The world then changed quicker than all of them and their insignificant mutations. I had already learnt to adapt whilst the rich and their lackeys left the gullible behind. So when a man-loving virus and raging seas cascaded in on families and homes, I survived and endured, along with my burden of enforced parental guilt. Substituting deviant outcast for fortunate castaway, it became mine to nurture, whilst remaining an ironic revelation to me that such luck could also afflict my genes. But being bitter and fortunate was a combination I could handle. Cutting ties was so much easier than burning bras.

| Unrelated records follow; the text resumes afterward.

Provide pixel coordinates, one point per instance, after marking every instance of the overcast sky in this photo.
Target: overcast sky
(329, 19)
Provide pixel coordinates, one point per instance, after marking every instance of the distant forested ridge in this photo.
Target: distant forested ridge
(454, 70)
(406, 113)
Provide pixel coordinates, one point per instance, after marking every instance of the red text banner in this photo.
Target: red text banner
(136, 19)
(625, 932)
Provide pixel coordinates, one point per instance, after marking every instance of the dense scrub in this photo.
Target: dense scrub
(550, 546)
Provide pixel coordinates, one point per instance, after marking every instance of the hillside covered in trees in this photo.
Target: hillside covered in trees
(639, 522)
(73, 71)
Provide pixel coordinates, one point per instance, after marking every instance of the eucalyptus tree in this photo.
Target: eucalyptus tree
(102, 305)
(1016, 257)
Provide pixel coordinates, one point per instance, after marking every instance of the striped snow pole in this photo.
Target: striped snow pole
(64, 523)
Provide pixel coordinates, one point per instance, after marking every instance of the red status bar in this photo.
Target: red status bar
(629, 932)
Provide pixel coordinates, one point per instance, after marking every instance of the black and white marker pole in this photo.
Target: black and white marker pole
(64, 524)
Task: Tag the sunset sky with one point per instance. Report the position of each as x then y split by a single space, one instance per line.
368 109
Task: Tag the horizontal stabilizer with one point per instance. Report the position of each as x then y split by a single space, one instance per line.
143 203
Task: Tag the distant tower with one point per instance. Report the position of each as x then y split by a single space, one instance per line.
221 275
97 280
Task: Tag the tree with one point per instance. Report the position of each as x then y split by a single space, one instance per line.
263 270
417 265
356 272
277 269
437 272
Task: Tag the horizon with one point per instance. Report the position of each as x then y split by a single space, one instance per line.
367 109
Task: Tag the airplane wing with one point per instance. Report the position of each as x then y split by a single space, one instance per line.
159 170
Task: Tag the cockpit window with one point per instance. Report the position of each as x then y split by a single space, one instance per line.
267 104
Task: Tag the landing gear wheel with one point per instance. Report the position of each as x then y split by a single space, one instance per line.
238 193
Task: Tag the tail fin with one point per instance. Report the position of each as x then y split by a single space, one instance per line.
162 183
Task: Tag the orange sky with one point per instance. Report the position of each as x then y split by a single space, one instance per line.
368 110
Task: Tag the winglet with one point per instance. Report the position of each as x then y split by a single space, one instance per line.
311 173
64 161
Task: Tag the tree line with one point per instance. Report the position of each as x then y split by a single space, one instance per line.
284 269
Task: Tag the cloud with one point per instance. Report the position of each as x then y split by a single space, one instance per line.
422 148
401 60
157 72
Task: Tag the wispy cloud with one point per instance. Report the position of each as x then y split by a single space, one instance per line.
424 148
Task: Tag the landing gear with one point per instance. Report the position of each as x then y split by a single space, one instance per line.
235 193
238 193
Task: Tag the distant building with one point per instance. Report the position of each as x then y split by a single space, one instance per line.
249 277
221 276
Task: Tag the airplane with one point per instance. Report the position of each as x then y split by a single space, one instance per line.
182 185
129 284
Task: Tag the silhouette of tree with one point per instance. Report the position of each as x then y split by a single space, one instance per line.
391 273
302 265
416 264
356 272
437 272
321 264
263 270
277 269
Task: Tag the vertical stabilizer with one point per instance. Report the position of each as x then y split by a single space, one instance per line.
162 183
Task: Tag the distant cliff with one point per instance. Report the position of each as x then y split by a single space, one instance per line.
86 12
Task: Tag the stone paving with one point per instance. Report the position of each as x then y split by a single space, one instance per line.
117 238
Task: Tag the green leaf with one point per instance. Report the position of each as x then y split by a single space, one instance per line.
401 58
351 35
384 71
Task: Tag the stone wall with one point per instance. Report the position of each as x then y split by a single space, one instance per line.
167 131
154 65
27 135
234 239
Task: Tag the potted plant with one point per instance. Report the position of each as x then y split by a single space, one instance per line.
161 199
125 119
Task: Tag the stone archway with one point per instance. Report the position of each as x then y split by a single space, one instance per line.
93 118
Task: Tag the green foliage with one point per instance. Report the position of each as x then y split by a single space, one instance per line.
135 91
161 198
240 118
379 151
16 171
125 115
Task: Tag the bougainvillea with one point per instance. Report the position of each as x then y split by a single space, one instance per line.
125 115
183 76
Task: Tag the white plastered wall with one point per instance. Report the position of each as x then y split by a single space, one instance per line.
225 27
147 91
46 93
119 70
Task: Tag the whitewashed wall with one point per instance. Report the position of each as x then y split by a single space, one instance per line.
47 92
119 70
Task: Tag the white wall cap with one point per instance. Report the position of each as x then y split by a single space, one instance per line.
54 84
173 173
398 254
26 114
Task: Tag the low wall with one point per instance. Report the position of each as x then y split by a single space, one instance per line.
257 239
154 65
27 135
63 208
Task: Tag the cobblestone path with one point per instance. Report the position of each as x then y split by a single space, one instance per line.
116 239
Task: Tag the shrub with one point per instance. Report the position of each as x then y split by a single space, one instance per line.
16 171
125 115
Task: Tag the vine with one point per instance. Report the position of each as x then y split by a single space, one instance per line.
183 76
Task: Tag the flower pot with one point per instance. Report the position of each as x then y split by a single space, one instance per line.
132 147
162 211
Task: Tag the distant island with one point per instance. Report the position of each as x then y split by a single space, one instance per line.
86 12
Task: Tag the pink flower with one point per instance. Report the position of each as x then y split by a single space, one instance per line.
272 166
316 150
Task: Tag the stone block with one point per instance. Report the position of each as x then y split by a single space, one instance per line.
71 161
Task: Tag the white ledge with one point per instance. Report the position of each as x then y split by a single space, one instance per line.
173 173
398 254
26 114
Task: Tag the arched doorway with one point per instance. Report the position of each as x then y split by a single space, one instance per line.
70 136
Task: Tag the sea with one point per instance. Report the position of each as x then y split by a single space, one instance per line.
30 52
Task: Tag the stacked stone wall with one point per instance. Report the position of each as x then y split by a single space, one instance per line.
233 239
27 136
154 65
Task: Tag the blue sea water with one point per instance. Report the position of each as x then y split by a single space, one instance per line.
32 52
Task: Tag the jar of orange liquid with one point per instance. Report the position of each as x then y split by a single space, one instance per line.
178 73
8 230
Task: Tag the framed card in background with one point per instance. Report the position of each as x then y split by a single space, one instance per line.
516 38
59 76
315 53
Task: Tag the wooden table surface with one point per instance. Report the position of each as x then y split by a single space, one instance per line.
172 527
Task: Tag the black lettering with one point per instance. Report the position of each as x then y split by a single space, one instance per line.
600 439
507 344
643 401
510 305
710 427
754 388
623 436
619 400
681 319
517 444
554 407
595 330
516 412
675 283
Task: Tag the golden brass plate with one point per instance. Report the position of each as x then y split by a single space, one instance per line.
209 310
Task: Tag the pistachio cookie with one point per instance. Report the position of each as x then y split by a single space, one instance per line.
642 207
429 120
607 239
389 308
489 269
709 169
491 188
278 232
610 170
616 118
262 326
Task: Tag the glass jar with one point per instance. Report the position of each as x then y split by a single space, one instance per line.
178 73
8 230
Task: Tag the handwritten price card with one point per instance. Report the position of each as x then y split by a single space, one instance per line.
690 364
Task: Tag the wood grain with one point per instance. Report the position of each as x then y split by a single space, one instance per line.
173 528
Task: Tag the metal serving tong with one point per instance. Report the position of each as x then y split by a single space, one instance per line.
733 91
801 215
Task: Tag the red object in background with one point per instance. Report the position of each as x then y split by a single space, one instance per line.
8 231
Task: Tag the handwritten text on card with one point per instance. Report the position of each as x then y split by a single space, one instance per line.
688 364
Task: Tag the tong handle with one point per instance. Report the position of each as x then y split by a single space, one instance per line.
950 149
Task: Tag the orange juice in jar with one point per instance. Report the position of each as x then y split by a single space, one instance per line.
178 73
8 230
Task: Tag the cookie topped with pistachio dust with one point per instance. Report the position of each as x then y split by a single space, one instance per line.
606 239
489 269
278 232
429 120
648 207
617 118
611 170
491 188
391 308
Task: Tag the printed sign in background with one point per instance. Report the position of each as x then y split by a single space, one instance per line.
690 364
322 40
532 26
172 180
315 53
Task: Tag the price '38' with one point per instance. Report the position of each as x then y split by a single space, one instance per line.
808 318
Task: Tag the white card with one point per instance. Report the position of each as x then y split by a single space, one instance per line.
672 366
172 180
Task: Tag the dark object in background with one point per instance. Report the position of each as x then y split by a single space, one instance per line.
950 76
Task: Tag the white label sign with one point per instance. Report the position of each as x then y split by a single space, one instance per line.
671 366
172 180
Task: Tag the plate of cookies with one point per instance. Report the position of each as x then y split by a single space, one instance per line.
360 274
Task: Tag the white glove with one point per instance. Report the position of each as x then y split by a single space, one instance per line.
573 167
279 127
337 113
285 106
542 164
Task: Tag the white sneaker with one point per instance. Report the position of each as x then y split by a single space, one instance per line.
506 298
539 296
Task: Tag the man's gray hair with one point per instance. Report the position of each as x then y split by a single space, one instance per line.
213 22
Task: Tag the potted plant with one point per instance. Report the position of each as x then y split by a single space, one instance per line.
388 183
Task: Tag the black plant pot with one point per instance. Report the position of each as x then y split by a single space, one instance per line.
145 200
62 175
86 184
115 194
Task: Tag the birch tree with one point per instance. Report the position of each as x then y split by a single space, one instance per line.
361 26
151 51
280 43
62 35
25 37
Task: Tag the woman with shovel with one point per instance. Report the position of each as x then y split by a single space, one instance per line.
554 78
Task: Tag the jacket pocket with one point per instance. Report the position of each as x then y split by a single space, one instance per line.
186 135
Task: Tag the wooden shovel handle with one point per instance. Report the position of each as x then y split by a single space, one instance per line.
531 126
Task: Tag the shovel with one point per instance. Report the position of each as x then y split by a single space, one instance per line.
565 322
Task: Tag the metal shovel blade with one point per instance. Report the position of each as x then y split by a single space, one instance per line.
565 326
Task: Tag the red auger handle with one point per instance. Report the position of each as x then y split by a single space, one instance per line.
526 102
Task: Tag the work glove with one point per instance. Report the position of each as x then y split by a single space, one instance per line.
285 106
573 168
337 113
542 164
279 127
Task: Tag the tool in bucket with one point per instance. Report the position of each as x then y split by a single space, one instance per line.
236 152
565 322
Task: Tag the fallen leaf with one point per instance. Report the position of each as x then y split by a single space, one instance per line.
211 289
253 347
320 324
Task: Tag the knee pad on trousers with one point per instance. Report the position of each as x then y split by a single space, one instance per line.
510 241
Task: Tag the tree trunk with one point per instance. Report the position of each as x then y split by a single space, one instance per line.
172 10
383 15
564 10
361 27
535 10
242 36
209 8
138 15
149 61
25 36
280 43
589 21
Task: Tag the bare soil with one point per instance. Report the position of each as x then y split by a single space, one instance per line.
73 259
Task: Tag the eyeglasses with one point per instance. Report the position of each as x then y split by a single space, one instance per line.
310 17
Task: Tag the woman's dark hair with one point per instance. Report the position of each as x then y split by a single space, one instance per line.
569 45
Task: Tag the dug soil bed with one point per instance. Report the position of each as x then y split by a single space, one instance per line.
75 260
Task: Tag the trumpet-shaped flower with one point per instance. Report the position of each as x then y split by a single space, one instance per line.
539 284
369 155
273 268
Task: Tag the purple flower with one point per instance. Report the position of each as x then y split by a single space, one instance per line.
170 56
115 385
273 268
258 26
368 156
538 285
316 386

Sharp writing, Johnathan. Bleak and disturbing, seemingly void of hope.
If I understood correctly, this was an exercise in providing character background for your novel meant to entice readers to want to find out more. For Screenplays this is usually done with a pithy logline (max. 3 sentence summary). I found doing this for novels helps, too.
Reading the character piece, I was reminded of David Brin's short story Piecework.